I am looking for advice on what to get for a trailer for our 13y/o 16.2 TB. Bumper pull, and something that my 3/4t Chevy 1500 can pull. Our budget is about 5k, but i'd like to spend closer to 2500. Just using it for taking him back and forth to riding trails, trips, and the vet from time to time. Used or new (probably won't be new in my budget). Any suggestions?


----------



## ahop (Feb 7, 2011)

As you will be looking at used make sure that you have a trailer high enough (at least 7') and long enough for your horse to travel comfortably. If you find a straight load, a bar across the front of horse stall as opposed to a manger would probably be better (this will give your horse more foot room). If you find a slant just make sure your horse fits comfortably in the stall - a few of the slants can be a bit short for the TB's. If you have a place to store a trailer inside you can save considerable $'s by looking at steel trailers as opposed to aluminum. And if you go so far as to look at stock trailers you can save even more. The plus here is that your horse should have plenty of room in these - the negatives are lack of tack area depending on style of stock trailer and type of weather hauling in as stocks are pretty 'airy'.
Most important check the floor, hitch and all mechanics of the trailer for soundness.
Good luck on your search.


----------



## PrivatePilot (Dec 7, 2009)

You will be firmly in the used, and probably fairly old market at that price range. Not to say that you can't or won't find something suitable, just be aware that old trailers sometimes do not age gracefully, so be sure to inspect things VERY carefully - a $2500 used trailer can easily become a $5000 used trailer after you buy it when you realize it needs $2500 worth of work to make it safe.

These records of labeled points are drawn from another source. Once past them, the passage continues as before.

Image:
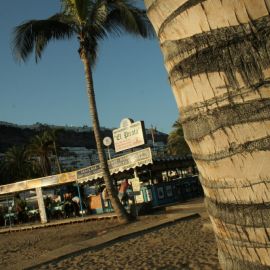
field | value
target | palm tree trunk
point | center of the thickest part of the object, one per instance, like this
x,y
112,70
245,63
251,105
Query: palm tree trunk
x,y
57,158
112,191
217,57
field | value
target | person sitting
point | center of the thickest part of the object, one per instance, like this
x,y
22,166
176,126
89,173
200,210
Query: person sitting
x,y
76,204
122,193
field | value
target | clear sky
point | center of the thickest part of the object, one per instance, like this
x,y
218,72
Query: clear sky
x,y
130,78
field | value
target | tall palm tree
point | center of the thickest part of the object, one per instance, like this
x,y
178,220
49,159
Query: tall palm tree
x,y
217,57
41,147
176,142
90,21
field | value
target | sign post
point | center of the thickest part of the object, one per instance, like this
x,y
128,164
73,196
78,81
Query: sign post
x,y
129,135
107,141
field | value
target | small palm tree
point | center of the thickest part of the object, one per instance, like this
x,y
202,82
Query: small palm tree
x,y
16,165
176,141
41,147
90,21
51,135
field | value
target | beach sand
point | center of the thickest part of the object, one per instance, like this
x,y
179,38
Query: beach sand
x,y
186,244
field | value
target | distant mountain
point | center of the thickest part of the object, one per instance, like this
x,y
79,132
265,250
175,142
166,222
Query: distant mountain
x,y
68,136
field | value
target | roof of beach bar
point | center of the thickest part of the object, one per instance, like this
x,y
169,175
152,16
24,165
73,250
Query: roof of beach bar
x,y
140,158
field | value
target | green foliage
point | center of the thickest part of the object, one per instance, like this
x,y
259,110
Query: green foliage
x,y
176,141
89,20
16,165
41,148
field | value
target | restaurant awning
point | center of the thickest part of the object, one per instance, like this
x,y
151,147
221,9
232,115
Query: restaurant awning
x,y
117,165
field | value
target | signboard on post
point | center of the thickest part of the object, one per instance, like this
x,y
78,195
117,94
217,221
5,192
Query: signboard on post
x,y
129,135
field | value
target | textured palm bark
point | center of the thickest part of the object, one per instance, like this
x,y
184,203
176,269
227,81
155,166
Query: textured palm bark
x,y
112,191
216,53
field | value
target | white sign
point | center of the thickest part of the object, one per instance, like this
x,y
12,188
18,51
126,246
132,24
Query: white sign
x,y
136,186
128,137
107,141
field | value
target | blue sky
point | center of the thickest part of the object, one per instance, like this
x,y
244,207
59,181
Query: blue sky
x,y
130,78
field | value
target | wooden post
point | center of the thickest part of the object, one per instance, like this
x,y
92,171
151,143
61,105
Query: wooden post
x,y
41,206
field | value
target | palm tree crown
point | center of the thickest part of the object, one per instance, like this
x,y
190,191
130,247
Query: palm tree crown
x,y
89,20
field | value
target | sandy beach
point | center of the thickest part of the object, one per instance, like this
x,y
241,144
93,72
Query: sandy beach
x,y
186,244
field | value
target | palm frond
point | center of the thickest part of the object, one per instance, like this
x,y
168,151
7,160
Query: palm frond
x,y
34,35
124,16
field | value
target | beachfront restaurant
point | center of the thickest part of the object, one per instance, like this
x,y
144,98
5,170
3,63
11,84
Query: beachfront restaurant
x,y
153,182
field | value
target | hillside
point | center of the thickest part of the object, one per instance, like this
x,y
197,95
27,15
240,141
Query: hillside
x,y
11,134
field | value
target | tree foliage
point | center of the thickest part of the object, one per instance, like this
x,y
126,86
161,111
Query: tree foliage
x,y
176,141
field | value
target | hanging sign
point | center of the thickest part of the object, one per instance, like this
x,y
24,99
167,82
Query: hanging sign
x,y
129,135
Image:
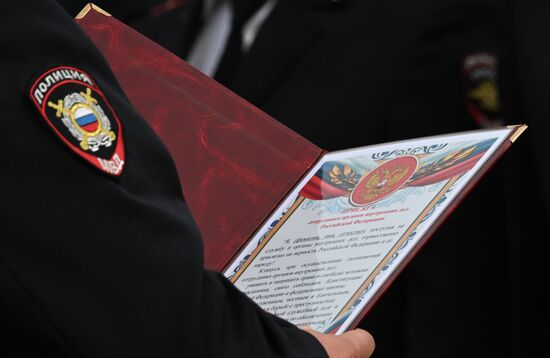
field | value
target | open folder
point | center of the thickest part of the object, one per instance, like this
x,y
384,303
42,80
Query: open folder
x,y
311,236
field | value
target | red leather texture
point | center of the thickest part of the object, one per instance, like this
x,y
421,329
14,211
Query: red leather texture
x,y
235,162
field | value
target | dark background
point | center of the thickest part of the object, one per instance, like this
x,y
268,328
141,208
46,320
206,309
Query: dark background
x,y
352,73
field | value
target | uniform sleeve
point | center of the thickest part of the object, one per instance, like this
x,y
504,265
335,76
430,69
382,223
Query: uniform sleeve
x,y
94,264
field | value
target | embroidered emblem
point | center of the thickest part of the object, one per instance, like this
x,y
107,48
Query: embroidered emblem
x,y
481,90
78,112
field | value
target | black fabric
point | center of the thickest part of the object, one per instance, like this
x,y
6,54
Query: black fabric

If you're handy and can tackle things like electrical, flooring etc yourself you can do repairs for a fraction of the cost of taking it to a professional, but if you're not, well, professionals don't come cheap.

Now don't let that discourage you, just go in eyes wide open. There are some gems out there as well that can just as easily be road-ready the second you hand over the cash, but based on plenty of personal experience, you'll also come across a lot of turds as well, some of which look sort of nice but get messy when you start looking underneath, or at the nitty-gritty things.


----------



## mred (Jan 7, 2015)

I just got a used trailer. 2h bp. the asking price was $4000. I paid $2500, after_ i pointed out items that need to be fixed. It looked great, little rust that you could see. Look close, take someone with you and have them also look. I found the floor in the ramp needed to be replaced, after I pull the rubber mat back. I pointed out every spot of rust and every littlle dent. They all don't have to be fixed, but it does bring the price down. Make sure it is safe!_


----------